Phil Chalmers [email protected]

References

Chalmers, R. P., & Adkins, M. C. (2020). Writing Effective and Reliable Monte Carlo Simulations with the SimDesign Package. The Quantitative Methods for Psychology, 16(4), 248-280. doi:10.20982/tqmp.16.4.p248

Sigal, M. J., & Chalmers, R. P. (2016). Play it again: Teaching statistics with Monte Carlo simulation. Journal of Statistics Education, 24(3), 136-156. doi:10.1080/10691898.2016.1246953

See Also

RMSE

Examples

pop <- 2
samp <- rnorm(100, 2, sd = 0.5)
bias(samp, pop)
bias(samp, pop, type = 'relative')
bias(samp, pop, type = 'standardized')

dev <- samp - pop
bias(dev)

# equivalent here
bias(mean(samp), pop)

# matrix input
mat <- cbind(M1=rnorm(100, 2, sd = 0.5), M2 = rnorm(100, 2, sd = 1))
bias(mat, parameter = 2)
bias(mat, parameter = 2, type = 'relative')
bias(mat, parameter = 2, type = 'standardized')
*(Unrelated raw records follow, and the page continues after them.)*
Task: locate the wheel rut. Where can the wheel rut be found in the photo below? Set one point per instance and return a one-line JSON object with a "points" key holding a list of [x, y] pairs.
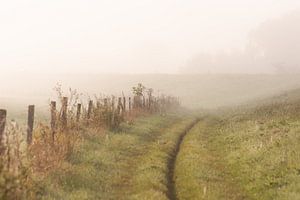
{"points": [[172, 162]]}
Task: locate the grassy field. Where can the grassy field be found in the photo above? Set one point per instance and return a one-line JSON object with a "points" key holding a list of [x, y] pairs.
{"points": [[196, 91], [247, 153], [128, 164], [250, 151]]}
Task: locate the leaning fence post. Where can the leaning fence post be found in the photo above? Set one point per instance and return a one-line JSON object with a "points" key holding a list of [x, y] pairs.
{"points": [[129, 104], [3, 114], [78, 112], [119, 106], [90, 109], [64, 117], [124, 104], [53, 118], [30, 122]]}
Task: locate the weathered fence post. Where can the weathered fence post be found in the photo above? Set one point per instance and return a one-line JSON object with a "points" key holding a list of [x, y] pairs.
{"points": [[3, 114], [30, 122], [64, 114], [129, 105], [90, 106], [78, 113], [112, 123], [124, 104], [119, 107], [53, 118]]}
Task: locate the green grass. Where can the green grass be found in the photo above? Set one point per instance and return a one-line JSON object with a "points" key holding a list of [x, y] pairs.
{"points": [[128, 164], [246, 154]]}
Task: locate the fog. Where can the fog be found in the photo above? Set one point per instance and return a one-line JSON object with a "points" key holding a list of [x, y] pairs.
{"points": [[138, 36], [108, 46]]}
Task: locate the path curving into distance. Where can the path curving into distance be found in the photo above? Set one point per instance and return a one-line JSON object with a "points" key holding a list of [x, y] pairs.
{"points": [[172, 161]]}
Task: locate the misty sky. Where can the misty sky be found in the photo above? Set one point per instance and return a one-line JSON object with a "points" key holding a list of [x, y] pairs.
{"points": [[132, 36]]}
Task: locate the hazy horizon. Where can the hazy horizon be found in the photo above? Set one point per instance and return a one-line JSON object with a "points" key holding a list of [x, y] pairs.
{"points": [[142, 36]]}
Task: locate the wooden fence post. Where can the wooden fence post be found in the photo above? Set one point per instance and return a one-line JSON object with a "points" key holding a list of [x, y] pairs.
{"points": [[30, 122], [129, 104], [64, 114], [90, 106], [112, 123], [119, 107], [124, 104], [53, 118], [3, 114], [78, 113]]}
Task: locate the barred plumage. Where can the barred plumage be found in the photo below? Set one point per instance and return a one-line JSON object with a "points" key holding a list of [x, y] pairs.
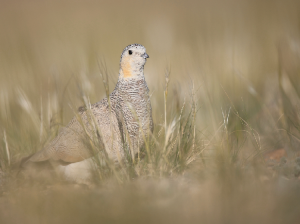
{"points": [[127, 120]]}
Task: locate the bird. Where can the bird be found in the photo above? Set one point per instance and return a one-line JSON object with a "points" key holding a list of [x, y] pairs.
{"points": [[122, 120]]}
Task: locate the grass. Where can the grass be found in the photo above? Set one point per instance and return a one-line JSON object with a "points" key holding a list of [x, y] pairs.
{"points": [[229, 95]]}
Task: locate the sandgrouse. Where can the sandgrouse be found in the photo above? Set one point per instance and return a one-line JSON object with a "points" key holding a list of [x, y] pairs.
{"points": [[123, 120]]}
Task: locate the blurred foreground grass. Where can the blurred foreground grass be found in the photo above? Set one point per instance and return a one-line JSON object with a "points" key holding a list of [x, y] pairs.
{"points": [[233, 95]]}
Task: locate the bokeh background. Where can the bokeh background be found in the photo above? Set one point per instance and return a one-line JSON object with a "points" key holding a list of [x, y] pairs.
{"points": [[236, 55]]}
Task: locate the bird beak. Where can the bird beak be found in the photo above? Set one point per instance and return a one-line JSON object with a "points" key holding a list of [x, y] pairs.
{"points": [[145, 55]]}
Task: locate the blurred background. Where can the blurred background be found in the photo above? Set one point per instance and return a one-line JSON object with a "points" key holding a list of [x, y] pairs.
{"points": [[236, 55]]}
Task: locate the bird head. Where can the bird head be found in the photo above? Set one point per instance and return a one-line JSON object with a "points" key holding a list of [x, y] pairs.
{"points": [[132, 61]]}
# different parameter associated with each column
mat <- cbind(M1=rnorm(1000, 2, sd = 0.25), M2 = rnorm(1000, 3, sd = .25))
bias(mat, parameter = c(2,3))

# same, but with data.frame
df <- data.frame(M1=rnorm(100, 2, sd = 0.5), M2 = rnorm(100, 2, sd = 1))
bias(df, parameter = c(2,2))

# parameters of the same size
parameters <- 1:10
estimates <- parameters + rnorm(10)
bias(estimates, parameters)

# relative difference dividing by the magnitude of parameters
bias(estimates, parameters, type = 'abs_relative')

# relative bias as a percentage
bias(estimates, parameters, type = 'abs_relative', percent = TRUE)

# percentage error (PE) statistic given alpha (Type I error) and EDR() result
# edr <- EDR(results, alpha = .05)
edr <- c(.04, .05, .06, .08)
bias(matrix(edr, 1L), .05, type = 'relative', percent = TRUE)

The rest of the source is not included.